The Invisible Wedge—Educating the Public

Although an increasing number of chemists will be directly involved in research and innovation for carbon-mitigation technologies, most will continue working in other important areas of chemical research, from biotechnology to nanotechnology, from the chemistry classroom to the pharmaceutical laboratory. Does this mean that most chemists don’t really have a role to play in carbon mitigation?

Absolutely not! One of the most important needs today is for an improved public understanding of basic chemistry concepts. Although “public understanding” is not directly listed by Pacala and Socolow as a carbon-mitigation technology, none of the listed technologies can succeed without it.

Benson points out that the general public is hearing and reading more and more every day about global warming and greenhouse gases.
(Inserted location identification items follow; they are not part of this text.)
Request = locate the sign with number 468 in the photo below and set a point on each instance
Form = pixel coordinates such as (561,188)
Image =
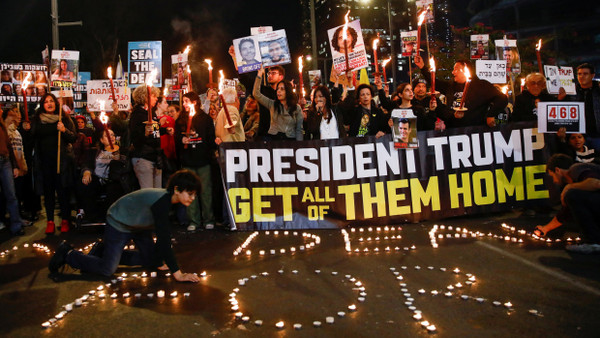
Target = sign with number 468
(555,115)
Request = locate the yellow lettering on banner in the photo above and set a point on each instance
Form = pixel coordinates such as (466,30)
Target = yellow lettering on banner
(369,200)
(394,197)
(429,196)
(513,187)
(465,190)
(258,204)
(286,194)
(349,191)
(244,207)
(488,179)
(532,182)
(307,196)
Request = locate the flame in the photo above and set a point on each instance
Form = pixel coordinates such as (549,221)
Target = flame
(209,61)
(151,77)
(26,81)
(422,16)
(221,80)
(467,73)
(345,30)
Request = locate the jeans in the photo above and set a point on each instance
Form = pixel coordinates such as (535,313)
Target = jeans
(8,190)
(204,215)
(146,172)
(584,207)
(114,254)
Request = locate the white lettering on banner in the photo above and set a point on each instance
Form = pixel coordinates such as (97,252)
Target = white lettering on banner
(367,160)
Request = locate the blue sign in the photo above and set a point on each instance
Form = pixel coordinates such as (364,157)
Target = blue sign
(143,57)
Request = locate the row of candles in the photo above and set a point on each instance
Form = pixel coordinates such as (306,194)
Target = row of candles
(243,248)
(239,315)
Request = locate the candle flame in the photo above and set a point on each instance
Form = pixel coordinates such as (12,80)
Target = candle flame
(467,73)
(151,77)
(345,30)
(26,81)
(422,17)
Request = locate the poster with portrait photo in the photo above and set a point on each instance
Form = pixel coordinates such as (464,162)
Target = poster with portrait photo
(179,71)
(64,66)
(247,55)
(355,45)
(404,129)
(480,47)
(274,48)
(507,50)
(409,43)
However, she says, “I think there’s still a long way to go to increase general knowledge about the basic scientific issues and what we’ll need to do to remedy the situation.” For example, how many members of the general public know what it means to be “carbon-neutral” or understand the difference between carbon and CO2 ?
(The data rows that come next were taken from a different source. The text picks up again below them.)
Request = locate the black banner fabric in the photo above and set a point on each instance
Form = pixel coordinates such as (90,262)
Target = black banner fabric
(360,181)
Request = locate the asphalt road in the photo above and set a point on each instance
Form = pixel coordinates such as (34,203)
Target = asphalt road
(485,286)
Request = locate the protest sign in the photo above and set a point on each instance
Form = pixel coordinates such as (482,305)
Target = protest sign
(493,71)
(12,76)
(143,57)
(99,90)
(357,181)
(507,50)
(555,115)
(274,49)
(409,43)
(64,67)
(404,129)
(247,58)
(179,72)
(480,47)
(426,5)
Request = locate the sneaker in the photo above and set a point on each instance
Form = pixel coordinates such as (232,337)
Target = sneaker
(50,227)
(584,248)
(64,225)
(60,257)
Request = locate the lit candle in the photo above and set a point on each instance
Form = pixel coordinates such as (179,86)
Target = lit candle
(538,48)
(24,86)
Socolow, who has extensive interactions with journalists and the public, says, “One of the problems with this field is that some people are talking about costs per ton of carbon and others are talking about costs per ton of CO2 . It’s the most common mistake that journalists make.”

If the distinction between these units isn’t understood, the calculations and estimates quickly become confusing. “The conversation becomes hopeless in about five minutes,” says Socolow. “This is a job for high school and college chemistry teachers.”
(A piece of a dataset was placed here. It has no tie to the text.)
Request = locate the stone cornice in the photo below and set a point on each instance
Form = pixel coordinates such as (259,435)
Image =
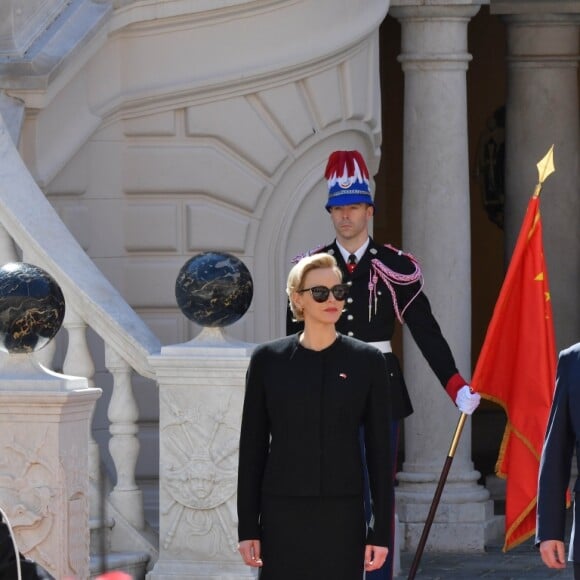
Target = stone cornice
(73,28)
The subject of carbon mitigation offers a wealth of good examples for teaching chemistry at all levels, from middle school to graduate school. Examples include pH and buffering (the interaction of CO2 , carbonic acid, the ocean, and the global carbon cycle), spectroscopy (the interaction of various greenhouse gases and infrared radiation), and states of matter (CO2 injected and stored underground is “supercritical”).

Chemistry—the Central Science

Near the end of An Inconvenient Truth, after he presents the evidence that global warming is indeed occurring, Gore says, “If we accept that this problem is real, maybe it’s just too big to do anything about. There are a lot of people who go straight from denial to despair, without pausing on the intermediate step of doing something about the problem.” At this point in the film, Gore introduces the Pacala–Socolow strategy, saying, “We already know everything we need to know to effectively address this problem. We’ve got to do a lot of things, not just one.”

Gore’s words are directed at an audience of the general public, but his words are especially relevant for us chemists. We occupy a central place in the sciences, and we can also occupy a central place in that space “between denial and despair.” We have the knowledge to do something about the problem, either by working directly on carbon-mitigation technologies or by helping the public understand the underlying chemistry.

So, what are you waiting for? Pick a wedge and get to work.

For further information

  • Carbon Mitigation Initiative, www.princeton.edu/~cmi
  • Chemistry of the Environment, Second Edition, Thomas G. Spiro and William M. Stigliani, Prentice Hall, 2003
  • “A Plan to Keep Carbon in Check,” R. Socolow and S. Pacala, Scientific American; Sept 2006, Vol. 295, Issue 3, pp 50–57
  • “Stabilization Wedges: Solving the Climate Problem for the Next 50 Years with Current Technologies,” S. Pacala and R. Socolow, Science, Aug 13, 2004, Vol. 305, pp 968–972

Randy Wedin (ACS ’77) writes from Wayzata, MN. After spending a decade working for the ACS and as a Congressional Science Fellow, he launched a freelance writing business, Wedin Communications, in 1992.